April 4–15, 2012
Opening: Thursday, April 5 , 7–10 p.m.
GALLERY 1313 Cell Gallery & Window Box Gallery
1313 Queen Street West
Toronto, ON, M6K 1K8
T: 416.536.6778
E: director@g1313.org
www.gallery13131.org
Hours: Wed–Sun 1:00–6:00 p.m.
In Christos Damianos’s *DETAINED* installation, the Cell Gallery is dominated by thousands of sunflower seeds on the ground. A cracking sound created as visitors walk around the room is combined with the tweeting of a bird. Unlike Al WeiWei’s thousand hand-painted clay versions used at the Tate Modern, these sunflower seeds are real. The visitor breaking shells creates a climate of fear or the fear of abduction, detainment or even death in the hands of a repressive government. Detained explores the way in which the Internet and digital technology co-exist in an increasingly destabilized cultural environment.
The installation, purposely cramped in the Cell Gallery, unfolds slowly to the patient observer with an optimistic and ethereal view of passing time. The intimately stacked thousands of seeds on the ground do not represent Al’s installation as much as they speak to his imprisonment. Rather than isolating WeiWei in a cell, his personal space was reduced by the presence of police officers that monitored him around the clock, often sitting only inches away. In these etching monoprints and drawings, a line was drawn for each breath he took during a set period. This is an intuitive and steady process, reminiscent of the grids of Agnes Martin or Terry Winters. As such it is more performance than painting. The intimate act of being aware of one’s body—each breath, pulse, muscle ache—connects the artist with the experiences of prisoners who have shared this specific cell, as well as those who have shared the cell of political activists such as WeiWei. The ShhShh repeated across the wall, the chirping heard overhead and the prints on the walkway are not just metaphors of mandatory compliance, social networking and political protest but also serve to expand the artist’s practice and use of materials.
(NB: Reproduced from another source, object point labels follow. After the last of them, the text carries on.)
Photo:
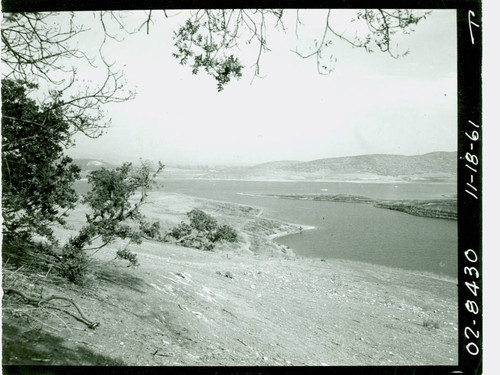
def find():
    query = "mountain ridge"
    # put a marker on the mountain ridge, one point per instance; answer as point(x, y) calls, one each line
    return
point(433, 166)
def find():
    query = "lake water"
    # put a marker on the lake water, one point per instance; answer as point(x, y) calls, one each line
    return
point(352, 231)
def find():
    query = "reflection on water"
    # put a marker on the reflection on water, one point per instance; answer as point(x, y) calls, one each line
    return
point(348, 230)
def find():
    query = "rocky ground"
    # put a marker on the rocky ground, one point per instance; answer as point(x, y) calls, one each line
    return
point(253, 303)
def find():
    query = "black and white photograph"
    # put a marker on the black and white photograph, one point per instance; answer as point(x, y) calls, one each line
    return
point(241, 187)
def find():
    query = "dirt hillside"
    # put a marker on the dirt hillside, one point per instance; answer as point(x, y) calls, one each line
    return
point(253, 303)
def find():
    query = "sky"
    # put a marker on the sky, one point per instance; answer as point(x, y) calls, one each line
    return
point(370, 103)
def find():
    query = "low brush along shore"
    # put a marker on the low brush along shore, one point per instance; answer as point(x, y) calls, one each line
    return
point(249, 303)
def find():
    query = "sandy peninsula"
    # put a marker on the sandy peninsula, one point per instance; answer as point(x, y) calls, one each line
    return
point(250, 303)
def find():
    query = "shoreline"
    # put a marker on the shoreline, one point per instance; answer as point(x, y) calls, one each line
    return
point(238, 304)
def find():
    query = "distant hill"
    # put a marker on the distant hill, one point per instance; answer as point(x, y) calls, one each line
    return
point(87, 165)
point(435, 166)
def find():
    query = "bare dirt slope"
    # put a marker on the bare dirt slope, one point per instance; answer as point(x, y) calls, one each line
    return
point(250, 304)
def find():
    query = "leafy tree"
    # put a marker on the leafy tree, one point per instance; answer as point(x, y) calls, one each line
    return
point(37, 179)
point(208, 39)
point(113, 214)
point(203, 231)
point(42, 48)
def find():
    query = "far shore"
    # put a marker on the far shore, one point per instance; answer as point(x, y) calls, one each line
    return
point(250, 303)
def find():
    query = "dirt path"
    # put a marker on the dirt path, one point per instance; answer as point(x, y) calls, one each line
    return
point(251, 305)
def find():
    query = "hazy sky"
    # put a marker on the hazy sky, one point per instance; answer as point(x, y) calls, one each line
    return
point(371, 103)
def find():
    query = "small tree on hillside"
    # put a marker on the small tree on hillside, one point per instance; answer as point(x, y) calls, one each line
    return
point(37, 179)
point(113, 213)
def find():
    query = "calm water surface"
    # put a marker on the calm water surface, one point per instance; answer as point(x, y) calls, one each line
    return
point(352, 231)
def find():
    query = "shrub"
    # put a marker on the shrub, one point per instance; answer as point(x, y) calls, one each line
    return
point(151, 230)
point(126, 254)
point(202, 221)
point(181, 230)
point(226, 233)
point(74, 264)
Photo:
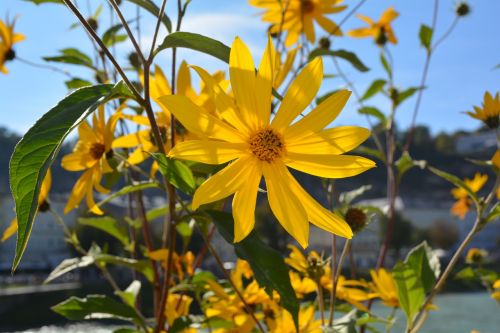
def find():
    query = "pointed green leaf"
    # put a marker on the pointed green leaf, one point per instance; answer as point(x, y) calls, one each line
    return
point(37, 149)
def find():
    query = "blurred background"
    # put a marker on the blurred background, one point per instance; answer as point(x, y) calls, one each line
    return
point(461, 71)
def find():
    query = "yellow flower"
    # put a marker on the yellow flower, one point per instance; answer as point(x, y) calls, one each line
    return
point(91, 154)
point(381, 31)
point(43, 206)
point(7, 40)
point(475, 256)
point(177, 306)
point(384, 287)
point(283, 321)
point(496, 288)
point(462, 206)
point(258, 147)
point(489, 112)
point(300, 17)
The eighteen etchings and drawings pinned to the wall in a grid-like formation out of the viewers’ initial sight stand for the hard drive, diaries, archives and other materials confiscated from those illegally detained and/or abducted. The viewer experiences them only after entering the space and cracking some shells, thereby becoming a sort of activist. The paper responds to the stark white of the walls and the movement of the viewers by reflecting the light and fluttering in the breeze created by the viewers’ passing. As part of the performance, the artist hands out sunflower seeds to visitors in both the gallery and the courtyard.
Window Box Gallery includes a large pile of sunflower seeds and a red tongue-shaped object drenched in blood, similar to that depicted in Picasso’s Guernica. This installation is an allegory or tribute to WeiWei and thousands of outspoken, sharp-tongued sacrificial critics.